Con gli occhiali spessi

Immagine fotografica di Eletta

Elisa aveva il braccio destro che le doleva. Forse uno strappo per la fatica fatta nel campo a zappare. Il suo signore era in salotto a leggere. Quando la vedeva rientrare con gli abiti sporchi di terra sollevava appena gli occhi dal libro. Poi aspettava che la donna gli servisse un the.

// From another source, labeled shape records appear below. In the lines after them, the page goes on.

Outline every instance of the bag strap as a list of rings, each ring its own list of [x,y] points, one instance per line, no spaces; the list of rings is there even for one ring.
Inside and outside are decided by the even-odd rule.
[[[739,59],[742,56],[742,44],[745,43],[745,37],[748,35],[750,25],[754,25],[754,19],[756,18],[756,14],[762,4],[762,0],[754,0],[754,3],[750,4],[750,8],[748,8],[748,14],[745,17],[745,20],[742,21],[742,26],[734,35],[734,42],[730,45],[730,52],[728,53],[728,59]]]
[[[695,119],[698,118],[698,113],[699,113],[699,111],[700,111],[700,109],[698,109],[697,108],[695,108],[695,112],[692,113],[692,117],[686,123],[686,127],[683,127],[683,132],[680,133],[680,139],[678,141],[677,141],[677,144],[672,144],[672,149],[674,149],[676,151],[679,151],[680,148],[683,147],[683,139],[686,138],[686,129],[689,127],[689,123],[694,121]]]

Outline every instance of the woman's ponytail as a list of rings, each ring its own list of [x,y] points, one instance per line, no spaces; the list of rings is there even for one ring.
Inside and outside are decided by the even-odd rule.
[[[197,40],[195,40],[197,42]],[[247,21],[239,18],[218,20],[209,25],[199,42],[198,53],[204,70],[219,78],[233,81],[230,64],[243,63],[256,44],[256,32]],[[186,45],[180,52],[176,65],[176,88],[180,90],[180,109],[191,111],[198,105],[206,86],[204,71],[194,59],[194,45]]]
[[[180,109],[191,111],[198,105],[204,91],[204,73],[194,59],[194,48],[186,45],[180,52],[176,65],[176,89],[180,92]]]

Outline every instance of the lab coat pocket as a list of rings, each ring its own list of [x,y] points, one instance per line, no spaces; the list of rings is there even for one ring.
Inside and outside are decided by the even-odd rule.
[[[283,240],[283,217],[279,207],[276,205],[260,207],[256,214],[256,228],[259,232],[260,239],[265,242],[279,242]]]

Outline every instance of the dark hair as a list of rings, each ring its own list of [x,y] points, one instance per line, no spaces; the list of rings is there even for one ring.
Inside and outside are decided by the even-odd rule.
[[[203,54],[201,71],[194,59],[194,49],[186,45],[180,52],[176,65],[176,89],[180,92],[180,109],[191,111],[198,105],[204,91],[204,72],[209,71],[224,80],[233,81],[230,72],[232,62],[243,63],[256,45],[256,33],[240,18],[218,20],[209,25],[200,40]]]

Se accadeva che il lavoro procurasse a sua moglie un malessere diceva:

– Nessuno ti ha chiesto di zappare.

Implicitamente giudicandola per il troppo zelo. Neppure lo sfiorava l’idea di darle una mano.

Lui era un intellettuale: faceva lavorare il cervello. Naturalmente gradiva i prodotti del campo e dell’orto deliziosamente cucinati dalla compagna. Stava seduto a tavola, a pranzo e a cena, a farseli scodellare fumanti davanti al viso fermo.

Elisa si mise l’unguento sul braccio dolorante con la mano sinistra. Le sarebbe piaciuto avere un massaggio caldo e morbido dal marito. Sicuramente sarebbe guarita più in fretta. Ma lui dopo cena, si era rimesso in poltrona a leggere. Con gli occhiali spessi.